There has been an uptick in music demand around regional sports networks and teams going their own way and needing more custom music as a result, says Whitney Arnold, president, Stephen Arnold Music, citing recent music promo packages assembled for the NBA Mavericks on WFAA in Dallas and the Seattle Seahawks on their NFL Network preseason games. There has been some movement in that regard, but it's still too soon to be sure how that's all going to shake out.
Similarly, artificial intelligence, which has roiled the music business at large, is making its presence felt in the sports sector as well. However, because of the innately commercial nature of production music, AI is seen as less of a threat than a possible collaboration tool. Russell Boiarsky, director, brand strategy, Stephen Arnold Music, notes that a study that the company conducted with UK-based Sound Out, using focus groups and proprietary technology to quantitatively map the emotional impact of sonic branding, found that, although human composers were better at integrating empathy and emotional accuracy in music, AI was quite good at finding musical elements that fit the more practical requirements of projects. Most surprisingly, it found that composers and AI can work together to achieve what a client wants perhaps faster and at least as effectively as humans working alone.
We found that AI can be great at inspiring human composers, not replacing them, Boiarsky says. But to find exactly the feel you want and exactly the right place to put it, you need a human. You have to go beyond the algorithm.

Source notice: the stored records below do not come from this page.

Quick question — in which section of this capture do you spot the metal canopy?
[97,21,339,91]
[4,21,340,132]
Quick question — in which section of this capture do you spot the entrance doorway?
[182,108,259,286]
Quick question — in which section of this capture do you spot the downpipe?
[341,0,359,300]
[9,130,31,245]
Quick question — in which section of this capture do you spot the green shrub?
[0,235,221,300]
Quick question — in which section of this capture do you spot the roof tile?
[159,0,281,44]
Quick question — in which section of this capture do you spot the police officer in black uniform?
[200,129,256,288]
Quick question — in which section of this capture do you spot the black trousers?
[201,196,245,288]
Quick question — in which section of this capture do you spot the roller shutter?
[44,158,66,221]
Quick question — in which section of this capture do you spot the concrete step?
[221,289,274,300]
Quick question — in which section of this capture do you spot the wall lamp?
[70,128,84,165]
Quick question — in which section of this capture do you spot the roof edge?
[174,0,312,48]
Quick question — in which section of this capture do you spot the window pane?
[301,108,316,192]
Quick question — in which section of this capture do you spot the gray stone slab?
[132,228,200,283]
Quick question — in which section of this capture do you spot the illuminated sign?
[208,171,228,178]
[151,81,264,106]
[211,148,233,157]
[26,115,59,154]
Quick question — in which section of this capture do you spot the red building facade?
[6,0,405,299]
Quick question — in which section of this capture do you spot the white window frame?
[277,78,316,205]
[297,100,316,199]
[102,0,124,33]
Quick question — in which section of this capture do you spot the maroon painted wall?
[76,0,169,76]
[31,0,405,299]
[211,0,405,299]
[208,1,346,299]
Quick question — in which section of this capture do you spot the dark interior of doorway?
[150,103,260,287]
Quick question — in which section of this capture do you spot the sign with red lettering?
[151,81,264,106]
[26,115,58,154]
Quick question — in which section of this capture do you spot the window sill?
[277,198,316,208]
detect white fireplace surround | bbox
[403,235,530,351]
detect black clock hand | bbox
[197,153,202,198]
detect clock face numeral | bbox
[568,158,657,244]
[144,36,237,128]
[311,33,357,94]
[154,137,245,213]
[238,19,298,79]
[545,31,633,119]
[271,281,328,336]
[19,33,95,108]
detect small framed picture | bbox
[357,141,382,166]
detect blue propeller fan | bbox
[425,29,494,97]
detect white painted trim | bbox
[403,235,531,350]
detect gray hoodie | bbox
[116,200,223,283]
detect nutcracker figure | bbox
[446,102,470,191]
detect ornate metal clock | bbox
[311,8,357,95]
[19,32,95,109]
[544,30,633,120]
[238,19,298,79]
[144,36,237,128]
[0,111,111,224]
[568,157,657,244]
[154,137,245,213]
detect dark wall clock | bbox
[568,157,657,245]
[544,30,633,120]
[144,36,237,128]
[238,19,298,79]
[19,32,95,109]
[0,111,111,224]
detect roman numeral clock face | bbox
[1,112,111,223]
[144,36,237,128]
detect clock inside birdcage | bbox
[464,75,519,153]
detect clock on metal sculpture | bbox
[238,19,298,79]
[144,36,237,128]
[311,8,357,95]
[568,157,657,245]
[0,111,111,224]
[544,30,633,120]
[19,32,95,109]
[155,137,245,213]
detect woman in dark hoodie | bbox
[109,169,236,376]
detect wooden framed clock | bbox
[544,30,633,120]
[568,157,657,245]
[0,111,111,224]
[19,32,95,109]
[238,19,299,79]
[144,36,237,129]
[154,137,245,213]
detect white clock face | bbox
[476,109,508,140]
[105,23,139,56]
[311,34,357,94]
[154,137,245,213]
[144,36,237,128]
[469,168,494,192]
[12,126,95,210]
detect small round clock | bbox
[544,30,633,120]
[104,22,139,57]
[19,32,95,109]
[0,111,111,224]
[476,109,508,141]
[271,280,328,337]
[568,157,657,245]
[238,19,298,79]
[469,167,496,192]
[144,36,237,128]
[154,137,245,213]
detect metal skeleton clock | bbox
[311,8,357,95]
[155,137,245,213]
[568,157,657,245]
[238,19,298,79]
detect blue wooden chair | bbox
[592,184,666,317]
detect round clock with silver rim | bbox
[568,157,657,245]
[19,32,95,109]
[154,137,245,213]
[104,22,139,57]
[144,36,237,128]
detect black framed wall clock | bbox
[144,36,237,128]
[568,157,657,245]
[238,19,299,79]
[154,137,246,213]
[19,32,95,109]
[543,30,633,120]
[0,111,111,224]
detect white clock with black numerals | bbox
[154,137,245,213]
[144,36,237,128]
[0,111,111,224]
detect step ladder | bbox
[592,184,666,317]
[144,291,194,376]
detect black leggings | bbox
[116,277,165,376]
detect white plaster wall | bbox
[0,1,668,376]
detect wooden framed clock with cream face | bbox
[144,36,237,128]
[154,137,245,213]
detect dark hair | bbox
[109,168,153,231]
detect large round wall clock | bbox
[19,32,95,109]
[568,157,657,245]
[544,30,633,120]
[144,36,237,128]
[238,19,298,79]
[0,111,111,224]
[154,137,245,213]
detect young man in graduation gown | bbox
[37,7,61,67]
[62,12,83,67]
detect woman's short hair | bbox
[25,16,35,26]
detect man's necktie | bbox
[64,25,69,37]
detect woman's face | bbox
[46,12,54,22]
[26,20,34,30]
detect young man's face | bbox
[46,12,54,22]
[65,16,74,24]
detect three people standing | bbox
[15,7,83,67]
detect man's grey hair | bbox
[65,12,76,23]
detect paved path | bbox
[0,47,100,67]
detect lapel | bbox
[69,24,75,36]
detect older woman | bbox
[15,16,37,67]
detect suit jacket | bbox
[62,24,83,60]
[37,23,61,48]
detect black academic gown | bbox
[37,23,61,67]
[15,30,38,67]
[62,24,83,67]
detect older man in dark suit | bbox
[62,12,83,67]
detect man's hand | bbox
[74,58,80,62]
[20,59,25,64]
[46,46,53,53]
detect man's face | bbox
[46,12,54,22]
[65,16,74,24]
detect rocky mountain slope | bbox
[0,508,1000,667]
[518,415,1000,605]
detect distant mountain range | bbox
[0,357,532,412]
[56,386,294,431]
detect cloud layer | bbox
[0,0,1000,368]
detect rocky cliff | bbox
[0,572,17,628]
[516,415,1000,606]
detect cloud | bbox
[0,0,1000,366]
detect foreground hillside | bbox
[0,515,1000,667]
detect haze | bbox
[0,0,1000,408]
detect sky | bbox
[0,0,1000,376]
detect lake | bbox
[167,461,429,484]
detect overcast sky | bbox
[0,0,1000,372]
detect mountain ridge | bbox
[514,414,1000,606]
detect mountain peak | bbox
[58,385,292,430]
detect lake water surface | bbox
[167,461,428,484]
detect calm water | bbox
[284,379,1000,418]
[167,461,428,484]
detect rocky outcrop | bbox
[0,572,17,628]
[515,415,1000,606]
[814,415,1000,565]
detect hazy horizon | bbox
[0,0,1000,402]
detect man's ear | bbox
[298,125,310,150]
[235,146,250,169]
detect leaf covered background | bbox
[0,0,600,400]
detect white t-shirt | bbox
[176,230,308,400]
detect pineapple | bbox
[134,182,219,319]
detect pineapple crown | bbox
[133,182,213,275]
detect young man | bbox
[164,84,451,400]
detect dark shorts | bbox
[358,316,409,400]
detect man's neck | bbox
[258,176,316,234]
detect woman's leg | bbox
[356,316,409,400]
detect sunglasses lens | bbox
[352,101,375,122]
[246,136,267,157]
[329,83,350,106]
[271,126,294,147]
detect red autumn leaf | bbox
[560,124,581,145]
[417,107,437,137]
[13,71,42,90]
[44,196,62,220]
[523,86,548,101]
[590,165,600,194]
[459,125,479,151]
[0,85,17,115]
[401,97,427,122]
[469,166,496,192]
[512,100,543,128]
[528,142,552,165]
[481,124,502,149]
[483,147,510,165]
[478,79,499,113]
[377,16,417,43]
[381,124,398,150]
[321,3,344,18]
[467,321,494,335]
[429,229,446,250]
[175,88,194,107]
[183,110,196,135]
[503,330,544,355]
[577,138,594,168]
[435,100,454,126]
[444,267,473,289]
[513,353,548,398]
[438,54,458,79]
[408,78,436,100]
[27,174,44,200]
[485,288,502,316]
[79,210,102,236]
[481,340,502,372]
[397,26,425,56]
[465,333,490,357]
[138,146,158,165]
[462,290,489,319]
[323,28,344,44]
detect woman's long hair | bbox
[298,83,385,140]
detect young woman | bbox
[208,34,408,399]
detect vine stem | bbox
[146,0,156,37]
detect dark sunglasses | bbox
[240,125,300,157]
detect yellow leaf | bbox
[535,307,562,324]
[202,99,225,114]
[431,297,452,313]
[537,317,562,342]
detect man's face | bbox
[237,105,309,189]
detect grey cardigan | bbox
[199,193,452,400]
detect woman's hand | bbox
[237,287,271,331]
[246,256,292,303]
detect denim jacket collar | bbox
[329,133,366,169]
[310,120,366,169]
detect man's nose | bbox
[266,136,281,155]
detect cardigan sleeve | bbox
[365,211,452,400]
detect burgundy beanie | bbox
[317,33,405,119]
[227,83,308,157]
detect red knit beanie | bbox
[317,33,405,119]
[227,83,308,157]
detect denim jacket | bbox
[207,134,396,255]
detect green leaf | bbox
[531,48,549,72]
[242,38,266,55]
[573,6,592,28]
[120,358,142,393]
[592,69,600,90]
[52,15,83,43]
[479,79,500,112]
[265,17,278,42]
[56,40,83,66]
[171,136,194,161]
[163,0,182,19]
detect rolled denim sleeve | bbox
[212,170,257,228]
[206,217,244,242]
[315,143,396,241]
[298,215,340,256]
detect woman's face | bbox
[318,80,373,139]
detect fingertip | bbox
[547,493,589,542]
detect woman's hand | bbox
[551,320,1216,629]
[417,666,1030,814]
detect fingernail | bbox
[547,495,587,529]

(The speed at which competent music tracks can be created is startling. The platform Udio, developed by former researchers at Google's DeepMind and backed by Silicon Valley venture-capital funds, asserts that its app can generate a new mastered track in under 40 seconds using the same kinds of key-word descriptors that production-music search engines routinely use to scour their own catalogs.)
Legalities The vastly increased use of music for sports, in the venue and on the air, has led to more copyright infringements in recent years, particularly as music played through venue PA systems and ending up on-air via broadcasters' crowd mics becomes an unintentional but potentially actionable unlicensed use. It has generated a cottage industry for specialist legal firms and has affected sports down to the high school level.
APM Music has made the issue its own, cobbling together music-development deals with the NHL in 2021, MLB in 2023, and the WNSL as of mid March, concurrent with that league's 2024 season start. In all cases, the supplier guides the leagues and teams on music choices and develops original compositions, either newly created or from its catalogs, to avoid infringements and further develop its respective brands.
APM Music's Matthew Gutknecht says supplying music means following broadcast-sports schedules and anticipating specific music needs.
We offer proactive services to teams and leagues around music, for in-venue, broadcast, social-media, and other applications, says Matthew Gutknecht, VP, sports entertainment, APM Music, a joint venture of Universal Music Group and Sony Music, two of the world's largest music labels. There's far more awareness now around the issue of music rights, he adds, citing the contretemps between TikTok and Universal.